En cuanto a refinamiento y modales, estas clases bajas diferían poco de sus antepasados, los habitantes del East End de la época de la reina Victoria, pero habían desarrollado un dialecto distintivo. En estos subterráneos vivían y morían, ascendiendo rara vez a la superficie excepto cuando el trabajo allí les llevaba. Dado que para la mayoría de ellos ésta era la clase de vida para la que habían nacido, no encontraban gran miseria en tamañas circunstancias, pero a gente como Denton y Elizabeth semejante inmersión les habría parecido más terrible que la muerte.

—¿Y qué más nos queda? —preguntó Elizabeth.

Denton confesó que no lo sabía. Aparte de su propia delicadeza, no estaba seguro de cómo tomaría Elizabeth la idea de conseguir un préstamo sobre su futura herencia.

Hasta el billete de Londres a París —decía Elizabeth— estaba fuera de su alcance. Y en París, como en cualquier otra ciudad del mundo, la vida sería tan costosa e imposible como en Londres.

A lo que Denton podía muy bien lamentarse en voz alta:

—¡Ojalá hubiéramos vivido en aquellos tiempos, cariño! ¡Ojalá hubiéramos vivido en el pasado!

Pues para ellos hasta el Whitechapel del siglo XIX aparecía envuelto en un halo romántico.

—¿No hay realmente nada? —gritó Elizabeth llorando de repente—. ¿Tenemos de verdad que esperar esos tres largos años? Imagínate tres años, ¡treinta y seis meses!

La capacidad humana para la paciencia no había aumentado con los siglos.

Luego Denton se vio impulsado a hablar de algo que ya había relampagueado por su mente. Había dado por fin con ello. Le pareció una idea tan loca que la propuso sólo medio en serio. Pero expresar algo en palabras da siempre la impresión de hacerlo parecer más real y posible de lo que parecía antes. Y así le ocurrió a el.

—Supón —dijo— que nos fuéramos al campo.

Ella lo miró para ver si proponía semejante aventura en serio.

—¿El campo?

—Sí, más allá de aquello. Más allá de los montes.

—¿Cómo viviríamos? —preguntó—. ¿Dónde viviríamos?

—No es imposible —dijo—. La gente solía vivir en el campo.
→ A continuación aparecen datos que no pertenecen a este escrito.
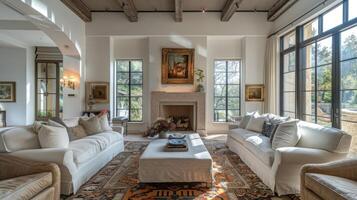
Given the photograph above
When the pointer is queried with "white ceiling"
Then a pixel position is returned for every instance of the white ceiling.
(24, 38)
(168, 5)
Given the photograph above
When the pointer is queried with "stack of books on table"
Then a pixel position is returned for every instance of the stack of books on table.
(176, 145)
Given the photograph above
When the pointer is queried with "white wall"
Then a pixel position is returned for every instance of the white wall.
(161, 24)
(13, 68)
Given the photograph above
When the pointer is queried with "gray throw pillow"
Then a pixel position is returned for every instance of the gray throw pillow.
(91, 125)
(244, 122)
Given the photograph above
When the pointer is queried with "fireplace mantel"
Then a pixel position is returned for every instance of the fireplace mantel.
(159, 98)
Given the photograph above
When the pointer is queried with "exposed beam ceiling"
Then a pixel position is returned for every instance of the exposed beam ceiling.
(178, 10)
(129, 9)
(279, 8)
(229, 9)
(79, 8)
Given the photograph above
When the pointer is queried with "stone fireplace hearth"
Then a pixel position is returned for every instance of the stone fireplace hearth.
(189, 105)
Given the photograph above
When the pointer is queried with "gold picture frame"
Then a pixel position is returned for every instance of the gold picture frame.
(7, 91)
(97, 92)
(177, 66)
(254, 92)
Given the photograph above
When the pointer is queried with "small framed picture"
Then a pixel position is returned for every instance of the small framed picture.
(7, 91)
(98, 92)
(254, 92)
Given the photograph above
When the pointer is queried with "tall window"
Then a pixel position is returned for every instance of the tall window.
(227, 82)
(129, 89)
(288, 75)
(326, 62)
(48, 89)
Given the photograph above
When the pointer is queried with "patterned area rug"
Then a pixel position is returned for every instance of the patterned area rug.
(119, 180)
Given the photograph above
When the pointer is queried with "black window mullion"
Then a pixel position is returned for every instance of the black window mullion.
(335, 115)
(226, 90)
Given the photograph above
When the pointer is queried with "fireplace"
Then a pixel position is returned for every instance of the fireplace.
(189, 105)
(182, 117)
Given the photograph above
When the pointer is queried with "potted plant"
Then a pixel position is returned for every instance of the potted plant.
(199, 78)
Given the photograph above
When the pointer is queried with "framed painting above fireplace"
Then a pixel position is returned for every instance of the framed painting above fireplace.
(177, 66)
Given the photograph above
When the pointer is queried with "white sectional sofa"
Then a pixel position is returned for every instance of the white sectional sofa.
(78, 163)
(280, 169)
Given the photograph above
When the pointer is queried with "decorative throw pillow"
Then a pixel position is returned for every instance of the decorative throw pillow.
(256, 123)
(76, 132)
(53, 137)
(286, 135)
(244, 122)
(91, 125)
(37, 126)
(104, 123)
(269, 128)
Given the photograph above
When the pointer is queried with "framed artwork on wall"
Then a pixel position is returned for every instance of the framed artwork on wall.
(97, 92)
(177, 66)
(7, 91)
(2, 118)
(254, 92)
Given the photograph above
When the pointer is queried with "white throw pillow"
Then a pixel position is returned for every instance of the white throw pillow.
(104, 123)
(245, 120)
(286, 135)
(256, 123)
(53, 137)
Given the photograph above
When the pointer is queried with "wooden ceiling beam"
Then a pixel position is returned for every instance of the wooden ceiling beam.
(79, 8)
(229, 9)
(279, 8)
(178, 10)
(129, 9)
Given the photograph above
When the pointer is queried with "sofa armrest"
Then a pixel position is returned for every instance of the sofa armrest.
(62, 157)
(300, 155)
(12, 166)
(343, 168)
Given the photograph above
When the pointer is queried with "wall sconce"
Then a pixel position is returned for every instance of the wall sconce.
(70, 79)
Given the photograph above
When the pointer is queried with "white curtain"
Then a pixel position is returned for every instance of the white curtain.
(271, 76)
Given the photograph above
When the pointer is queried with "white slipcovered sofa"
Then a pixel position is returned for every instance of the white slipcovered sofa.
(78, 163)
(280, 169)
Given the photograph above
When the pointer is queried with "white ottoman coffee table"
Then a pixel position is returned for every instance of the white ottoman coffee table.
(158, 166)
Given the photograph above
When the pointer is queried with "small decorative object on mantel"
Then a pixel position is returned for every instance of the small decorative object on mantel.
(97, 92)
(7, 91)
(177, 66)
(254, 92)
(200, 76)
(2, 118)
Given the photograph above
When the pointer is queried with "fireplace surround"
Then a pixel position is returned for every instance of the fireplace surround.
(190, 104)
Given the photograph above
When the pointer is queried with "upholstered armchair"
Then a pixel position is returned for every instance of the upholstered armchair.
(24, 179)
(330, 181)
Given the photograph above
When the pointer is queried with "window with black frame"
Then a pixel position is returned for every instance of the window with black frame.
(129, 89)
(288, 75)
(227, 82)
(326, 53)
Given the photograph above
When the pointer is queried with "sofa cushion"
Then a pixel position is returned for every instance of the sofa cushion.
(53, 137)
(319, 137)
(91, 125)
(240, 135)
(256, 123)
(331, 187)
(18, 138)
(244, 122)
(25, 187)
(260, 146)
(256, 143)
(286, 135)
(86, 148)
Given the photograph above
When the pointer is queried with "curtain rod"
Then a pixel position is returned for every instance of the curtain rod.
(298, 18)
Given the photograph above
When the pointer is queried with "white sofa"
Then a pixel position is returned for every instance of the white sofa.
(78, 163)
(280, 169)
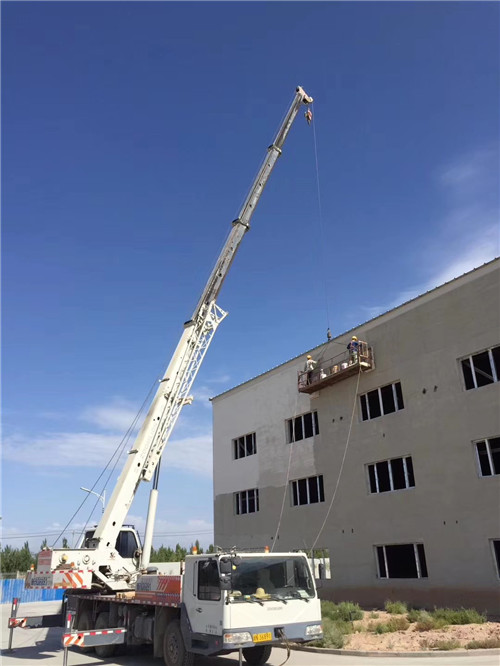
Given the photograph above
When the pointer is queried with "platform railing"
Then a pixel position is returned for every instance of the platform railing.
(336, 366)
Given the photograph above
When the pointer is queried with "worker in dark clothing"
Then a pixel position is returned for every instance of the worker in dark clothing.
(309, 367)
(353, 348)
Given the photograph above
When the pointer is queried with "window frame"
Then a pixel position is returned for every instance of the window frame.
(208, 596)
(420, 564)
(495, 372)
(291, 430)
(365, 403)
(496, 557)
(392, 489)
(295, 493)
(486, 441)
(236, 445)
(241, 495)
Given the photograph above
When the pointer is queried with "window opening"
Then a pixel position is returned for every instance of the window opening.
(308, 491)
(481, 369)
(390, 475)
(496, 553)
(208, 581)
(488, 455)
(302, 427)
(384, 400)
(244, 446)
(402, 561)
(246, 501)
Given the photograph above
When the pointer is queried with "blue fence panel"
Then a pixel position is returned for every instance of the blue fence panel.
(12, 587)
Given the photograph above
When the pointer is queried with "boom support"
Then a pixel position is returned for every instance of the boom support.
(173, 392)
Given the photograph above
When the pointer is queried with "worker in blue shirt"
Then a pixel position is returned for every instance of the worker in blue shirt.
(353, 348)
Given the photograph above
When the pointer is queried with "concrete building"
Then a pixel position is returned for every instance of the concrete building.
(392, 465)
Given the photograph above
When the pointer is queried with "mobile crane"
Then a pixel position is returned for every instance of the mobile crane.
(214, 603)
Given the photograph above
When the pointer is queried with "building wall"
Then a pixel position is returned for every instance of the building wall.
(451, 510)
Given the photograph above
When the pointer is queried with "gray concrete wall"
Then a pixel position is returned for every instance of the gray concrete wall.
(451, 510)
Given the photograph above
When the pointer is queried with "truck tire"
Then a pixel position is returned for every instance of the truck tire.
(85, 624)
(102, 622)
(174, 650)
(257, 655)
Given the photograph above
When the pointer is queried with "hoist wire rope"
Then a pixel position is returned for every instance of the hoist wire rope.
(325, 345)
(276, 534)
(116, 454)
(320, 219)
(339, 476)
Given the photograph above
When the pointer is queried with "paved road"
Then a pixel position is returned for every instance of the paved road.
(43, 646)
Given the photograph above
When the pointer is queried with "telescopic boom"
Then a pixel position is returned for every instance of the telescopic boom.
(173, 393)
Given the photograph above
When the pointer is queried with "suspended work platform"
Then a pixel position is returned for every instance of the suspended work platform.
(336, 369)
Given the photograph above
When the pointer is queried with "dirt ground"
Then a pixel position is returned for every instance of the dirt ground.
(415, 641)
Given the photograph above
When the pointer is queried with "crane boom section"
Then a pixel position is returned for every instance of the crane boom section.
(242, 222)
(173, 392)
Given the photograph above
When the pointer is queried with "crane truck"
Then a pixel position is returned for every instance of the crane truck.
(212, 603)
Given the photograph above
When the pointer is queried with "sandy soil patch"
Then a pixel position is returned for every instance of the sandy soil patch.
(415, 641)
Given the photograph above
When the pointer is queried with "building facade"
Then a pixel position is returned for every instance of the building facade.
(393, 468)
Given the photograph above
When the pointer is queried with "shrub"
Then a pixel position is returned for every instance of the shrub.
(396, 607)
(346, 611)
(459, 616)
(333, 634)
(415, 615)
(394, 624)
(483, 644)
(398, 624)
(381, 628)
(443, 644)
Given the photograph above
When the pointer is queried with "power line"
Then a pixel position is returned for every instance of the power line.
(70, 531)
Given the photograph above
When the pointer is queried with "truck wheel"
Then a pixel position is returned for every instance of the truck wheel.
(85, 624)
(174, 650)
(102, 622)
(257, 655)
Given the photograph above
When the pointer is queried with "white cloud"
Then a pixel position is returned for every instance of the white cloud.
(83, 449)
(118, 415)
(191, 453)
(468, 234)
(61, 449)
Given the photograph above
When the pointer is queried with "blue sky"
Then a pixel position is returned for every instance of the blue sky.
(131, 132)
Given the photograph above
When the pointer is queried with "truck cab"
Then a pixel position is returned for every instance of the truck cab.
(250, 601)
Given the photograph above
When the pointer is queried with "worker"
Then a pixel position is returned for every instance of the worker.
(309, 367)
(353, 348)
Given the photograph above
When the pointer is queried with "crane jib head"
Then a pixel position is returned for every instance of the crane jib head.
(305, 97)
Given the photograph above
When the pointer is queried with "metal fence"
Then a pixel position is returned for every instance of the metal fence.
(12, 587)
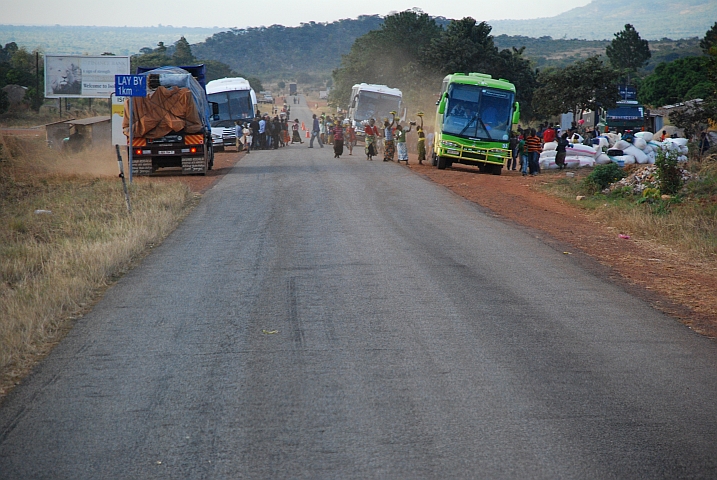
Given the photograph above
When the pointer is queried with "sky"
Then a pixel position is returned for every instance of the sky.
(241, 14)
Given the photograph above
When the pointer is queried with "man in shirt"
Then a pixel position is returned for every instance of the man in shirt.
(534, 148)
(315, 130)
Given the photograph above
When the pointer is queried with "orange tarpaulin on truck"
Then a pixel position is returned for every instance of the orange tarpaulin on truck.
(166, 110)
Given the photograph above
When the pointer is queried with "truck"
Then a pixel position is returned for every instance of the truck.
(474, 118)
(626, 115)
(171, 125)
(372, 101)
(235, 101)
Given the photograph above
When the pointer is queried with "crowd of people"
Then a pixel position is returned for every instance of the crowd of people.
(264, 132)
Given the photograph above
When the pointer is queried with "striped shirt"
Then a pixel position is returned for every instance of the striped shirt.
(533, 143)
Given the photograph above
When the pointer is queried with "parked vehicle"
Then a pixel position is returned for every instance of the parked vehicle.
(474, 119)
(372, 101)
(171, 125)
(236, 101)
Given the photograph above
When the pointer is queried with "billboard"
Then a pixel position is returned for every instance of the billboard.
(82, 76)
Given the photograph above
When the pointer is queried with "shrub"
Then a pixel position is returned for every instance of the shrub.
(602, 176)
(669, 176)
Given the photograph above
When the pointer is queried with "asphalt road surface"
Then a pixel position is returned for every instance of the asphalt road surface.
(338, 318)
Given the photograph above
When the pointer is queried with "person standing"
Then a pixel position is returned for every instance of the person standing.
(262, 134)
(534, 147)
(315, 130)
(401, 147)
(371, 131)
(338, 134)
(295, 136)
(513, 146)
(421, 141)
(254, 125)
(389, 148)
(561, 150)
(350, 135)
(238, 127)
(247, 137)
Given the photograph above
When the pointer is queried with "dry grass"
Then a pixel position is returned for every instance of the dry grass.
(54, 264)
(686, 225)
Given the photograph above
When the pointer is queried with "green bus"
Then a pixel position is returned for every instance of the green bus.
(473, 122)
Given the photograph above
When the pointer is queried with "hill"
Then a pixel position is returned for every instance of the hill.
(97, 40)
(600, 19)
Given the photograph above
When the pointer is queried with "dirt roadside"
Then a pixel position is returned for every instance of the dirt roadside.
(678, 286)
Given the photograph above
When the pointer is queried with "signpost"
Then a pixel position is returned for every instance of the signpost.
(130, 86)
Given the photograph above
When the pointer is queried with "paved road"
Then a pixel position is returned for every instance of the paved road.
(417, 337)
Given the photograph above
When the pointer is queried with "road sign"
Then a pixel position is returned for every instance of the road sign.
(130, 85)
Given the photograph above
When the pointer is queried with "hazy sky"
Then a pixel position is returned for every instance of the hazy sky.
(254, 13)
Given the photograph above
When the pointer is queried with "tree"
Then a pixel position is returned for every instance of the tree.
(678, 81)
(466, 46)
(627, 51)
(390, 55)
(584, 85)
(183, 53)
(709, 40)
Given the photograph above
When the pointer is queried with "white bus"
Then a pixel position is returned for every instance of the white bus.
(373, 101)
(236, 101)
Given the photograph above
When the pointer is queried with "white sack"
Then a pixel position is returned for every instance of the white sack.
(550, 146)
(640, 156)
(621, 145)
(581, 150)
(640, 143)
(602, 159)
(646, 136)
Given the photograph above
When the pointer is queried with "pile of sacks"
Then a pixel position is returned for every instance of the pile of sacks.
(642, 149)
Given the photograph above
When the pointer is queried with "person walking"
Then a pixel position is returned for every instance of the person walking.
(561, 150)
(371, 132)
(513, 156)
(389, 148)
(247, 137)
(421, 141)
(401, 147)
(315, 130)
(295, 136)
(534, 145)
(350, 132)
(338, 134)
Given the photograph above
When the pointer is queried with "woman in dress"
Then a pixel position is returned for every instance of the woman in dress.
(338, 135)
(295, 137)
(350, 135)
(389, 148)
(401, 142)
(371, 131)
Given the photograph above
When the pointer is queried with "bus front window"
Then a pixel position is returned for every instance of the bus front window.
(478, 112)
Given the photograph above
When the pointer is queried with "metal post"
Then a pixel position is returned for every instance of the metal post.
(131, 128)
(124, 184)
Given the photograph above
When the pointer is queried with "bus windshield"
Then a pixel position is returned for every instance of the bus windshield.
(376, 105)
(233, 105)
(478, 112)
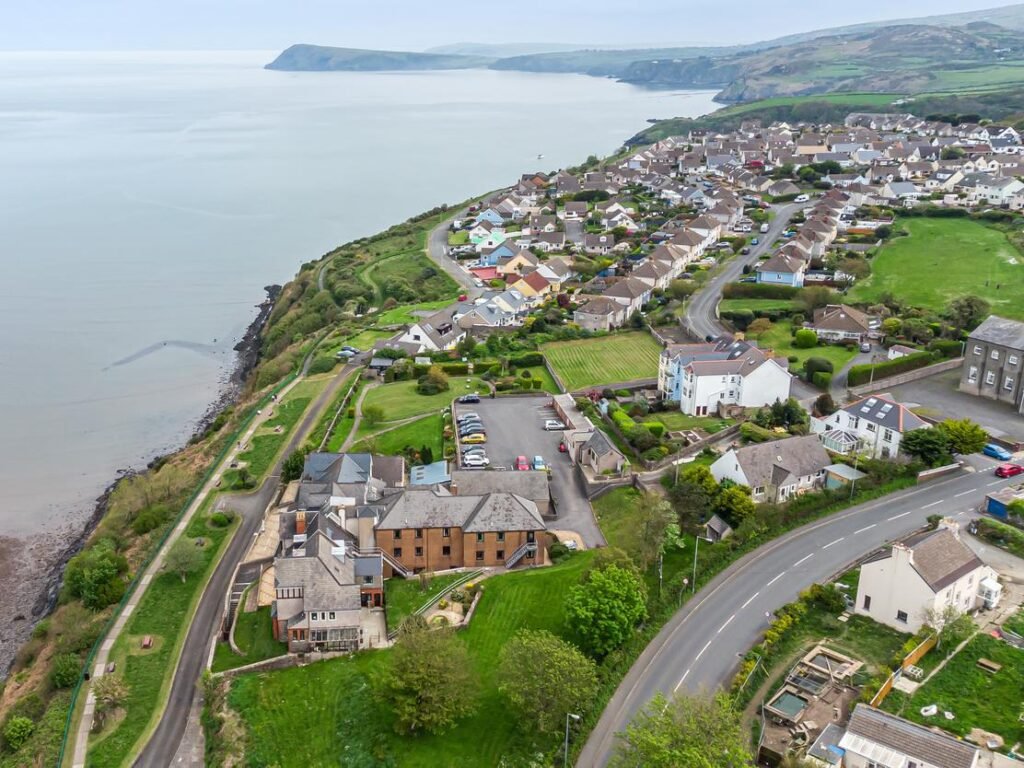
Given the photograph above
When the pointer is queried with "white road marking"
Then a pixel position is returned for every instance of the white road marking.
(702, 650)
(681, 681)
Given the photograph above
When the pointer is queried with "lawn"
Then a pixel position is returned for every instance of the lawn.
(779, 339)
(425, 431)
(607, 359)
(945, 258)
(338, 693)
(977, 698)
(403, 596)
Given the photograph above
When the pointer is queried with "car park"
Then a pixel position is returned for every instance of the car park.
(996, 452)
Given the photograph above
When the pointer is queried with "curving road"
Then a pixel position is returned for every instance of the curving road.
(160, 750)
(700, 646)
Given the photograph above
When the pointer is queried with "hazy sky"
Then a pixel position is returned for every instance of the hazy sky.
(33, 25)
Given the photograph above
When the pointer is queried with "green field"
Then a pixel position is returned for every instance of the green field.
(338, 694)
(608, 359)
(945, 258)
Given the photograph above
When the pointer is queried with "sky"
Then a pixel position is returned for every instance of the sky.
(415, 25)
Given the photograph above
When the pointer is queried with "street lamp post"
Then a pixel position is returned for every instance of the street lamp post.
(576, 717)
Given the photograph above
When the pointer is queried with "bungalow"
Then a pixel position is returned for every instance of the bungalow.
(775, 471)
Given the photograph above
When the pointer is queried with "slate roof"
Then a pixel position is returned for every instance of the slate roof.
(999, 331)
(885, 738)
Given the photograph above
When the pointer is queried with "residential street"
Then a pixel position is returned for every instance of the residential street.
(702, 643)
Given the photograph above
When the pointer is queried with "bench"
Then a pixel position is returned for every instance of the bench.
(989, 666)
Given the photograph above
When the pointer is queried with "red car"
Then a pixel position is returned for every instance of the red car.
(1009, 470)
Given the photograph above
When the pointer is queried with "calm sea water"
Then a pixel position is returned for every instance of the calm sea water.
(146, 199)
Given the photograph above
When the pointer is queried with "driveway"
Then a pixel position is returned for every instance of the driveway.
(515, 427)
(940, 398)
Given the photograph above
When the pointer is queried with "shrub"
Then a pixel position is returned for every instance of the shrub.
(67, 668)
(805, 338)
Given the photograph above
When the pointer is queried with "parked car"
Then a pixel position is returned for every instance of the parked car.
(1009, 470)
(996, 452)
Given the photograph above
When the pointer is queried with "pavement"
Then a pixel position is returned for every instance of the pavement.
(515, 427)
(164, 743)
(701, 645)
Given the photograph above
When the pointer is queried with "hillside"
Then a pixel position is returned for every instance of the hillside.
(304, 57)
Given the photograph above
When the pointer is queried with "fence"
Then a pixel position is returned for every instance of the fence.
(155, 551)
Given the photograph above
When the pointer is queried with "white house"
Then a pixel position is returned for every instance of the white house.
(873, 425)
(875, 738)
(734, 373)
(928, 571)
(777, 470)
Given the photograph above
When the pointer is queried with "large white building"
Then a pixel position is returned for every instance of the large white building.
(872, 425)
(734, 373)
(900, 586)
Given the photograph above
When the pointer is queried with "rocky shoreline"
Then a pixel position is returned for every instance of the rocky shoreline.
(31, 571)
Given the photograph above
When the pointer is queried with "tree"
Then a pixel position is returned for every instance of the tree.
(292, 468)
(734, 504)
(373, 414)
(603, 610)
(968, 311)
(965, 436)
(17, 730)
(805, 338)
(696, 731)
(543, 677)
(183, 558)
(428, 683)
(929, 444)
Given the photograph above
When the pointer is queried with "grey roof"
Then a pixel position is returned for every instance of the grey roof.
(772, 463)
(530, 484)
(907, 738)
(1000, 331)
(884, 411)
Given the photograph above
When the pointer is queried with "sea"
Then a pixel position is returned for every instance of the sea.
(147, 198)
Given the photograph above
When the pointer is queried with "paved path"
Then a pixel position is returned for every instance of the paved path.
(702, 643)
(167, 737)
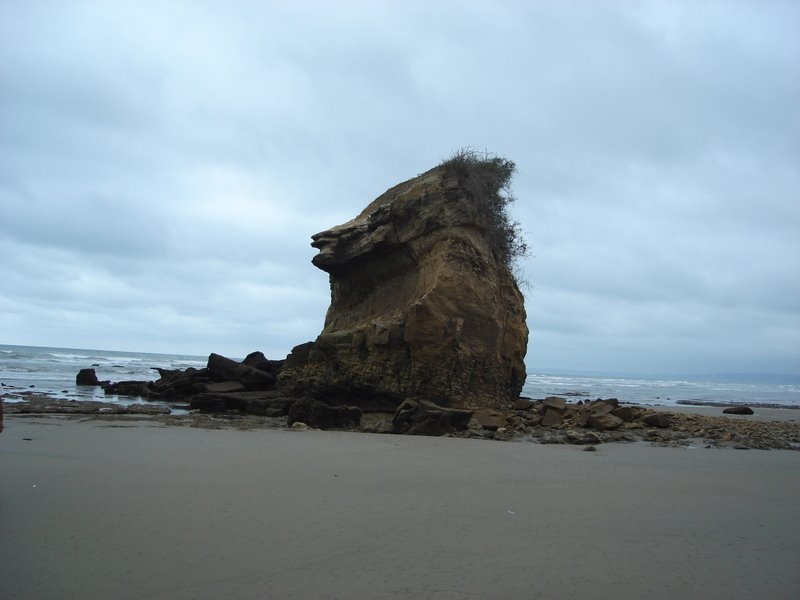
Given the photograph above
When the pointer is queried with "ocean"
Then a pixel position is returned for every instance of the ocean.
(52, 371)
—Pero entonces había casas.

Ahora están las ruinas de los pueblos y las aldeas. En los terrenos arcillosos han desaparecido, desde luego. Pero todavía quedan en las tierras de pastos porque a la Compañía de Alimentación no le compensa quitarlas de en medio. Estoy seguro. Además se ven desde los aviones, como sabes. Bueno, podríamos refugiarnos en alguna de ellas y repararla con nuestras propias manos. ¿Sabes?, la cosa no es tan absurda como parece. Se podría pagar a alguno de los hombres que salen todos los días a cuidar de las cosechas y los ganados para que nos trajera comida…

Se puso de pie delante de él.

—Qué extraño sería si realmente se pudiera…

—¿Por qué no?

—Pero nadie se atreve.

—Ésa no es razón.

—Sería… ¡Oh!, sería tan romántico y extraño. ¡Ojalá fuera posible!

—¿Por qué no es posible?

—Por muchas cosas. Piensa en todas las cosas que tenemos y que echaríamos de menos.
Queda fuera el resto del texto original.